Erwin Tanuwidjaya 1 , Giuseppe Infusini 2 , Mark R Condina 2 , Belinda Schiller 3 , Tara Pukala 4 , Matt P Padula 5 , Ben Crossett 6 , Ralf B Schittenhelm 1
  1. Monash Proteomics & Metabolomics Facility, Department of Biochemistry and Molecular Biology, Monash University, Clayton, Victoria, Australia
  2. Mass Dynamics, Melbourne, Victoria, Australia
  3. Australian Proteome Analysis, Macquarie University, Macquarie Park, NSW, Australia
  4. School of Physical Sciences, Faculty of Sciences, Engineering and Technology, University of Adelaide, Adelaide, South Australia, Australia
  5. School of Life Sciences, Faculty of Science, University of Technology Sydney, Broadway, NSW, Australia
  6. Sydney Mass Spectrometry, The University of Sydney, The Hub, NSW, Australia

The Australasian Core Facilities (ACF) group has been established in 2019 to discuss challenges, opportunities and best practices in core facility management and mass spectrometric applications. In line with these goals, the ACF group has conducted during 2022 their first Multicentre Testing Initiative, which was aimed to (i) examine reproducibility across Australasian mass spectrometric core facilities and (ii) to identify optimal strategies and workflows – but also potential pitfalls and issues – in data-dependent acquisition (DDA) mass spectrometry, which is commonly referred to as shotgun proteomics.

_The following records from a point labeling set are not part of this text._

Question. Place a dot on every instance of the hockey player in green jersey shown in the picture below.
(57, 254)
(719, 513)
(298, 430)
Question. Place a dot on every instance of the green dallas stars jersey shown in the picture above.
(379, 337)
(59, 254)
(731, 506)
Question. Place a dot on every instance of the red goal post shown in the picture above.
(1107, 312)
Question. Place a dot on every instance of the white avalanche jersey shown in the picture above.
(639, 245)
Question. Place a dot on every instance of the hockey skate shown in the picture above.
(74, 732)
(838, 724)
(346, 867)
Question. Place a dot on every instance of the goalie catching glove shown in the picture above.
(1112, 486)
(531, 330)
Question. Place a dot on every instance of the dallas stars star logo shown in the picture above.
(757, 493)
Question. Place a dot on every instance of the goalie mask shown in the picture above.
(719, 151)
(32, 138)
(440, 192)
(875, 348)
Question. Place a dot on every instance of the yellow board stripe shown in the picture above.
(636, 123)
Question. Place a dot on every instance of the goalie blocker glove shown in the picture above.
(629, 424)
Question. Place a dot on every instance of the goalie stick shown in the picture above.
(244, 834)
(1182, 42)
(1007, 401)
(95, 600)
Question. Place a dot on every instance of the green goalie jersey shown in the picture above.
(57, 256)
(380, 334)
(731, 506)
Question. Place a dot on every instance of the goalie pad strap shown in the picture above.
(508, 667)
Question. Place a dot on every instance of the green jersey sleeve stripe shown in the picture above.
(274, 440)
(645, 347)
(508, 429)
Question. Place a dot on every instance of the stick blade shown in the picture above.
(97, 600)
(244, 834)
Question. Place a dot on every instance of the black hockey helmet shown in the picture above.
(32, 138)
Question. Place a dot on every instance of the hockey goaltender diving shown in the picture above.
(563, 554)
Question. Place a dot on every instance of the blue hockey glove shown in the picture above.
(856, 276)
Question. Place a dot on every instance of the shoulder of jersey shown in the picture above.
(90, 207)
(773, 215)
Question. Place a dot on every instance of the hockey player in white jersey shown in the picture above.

To that end, two tryptic peptide samples of defined composition and differences were distributed to 20 participating mass spectrometric core facilities to be acquired in technical triplicates on any LC-MS/MS system(s) operated in DDA mode. Any acquisition method or workflow was admissible provided that (i) the linear separation gradient did not exceed 120 min, (ii) the samples were not further fractionated and (iii) less than 2 ug were injected per replicate. Following these guidelines, the ACF group has received a total 66 complete datasets acquired on a multitude of mass spectrometers and LC systems using a variety of parameters and settings. Upon receipt, all data were de-identified by ACF’s data custodian, and forwarded to MassDynamics to be comparatively analysed and visualised using their standardised, automated pipelines.

In this poster we will comprehensively describe the findings of this first Multicentre Testing Initiative. We will furthermore use these benchmarking datasets to expose significant limitations of shotgun proteomic approaches, but also provide advice on seemingly optimal DDA strategies and workflows.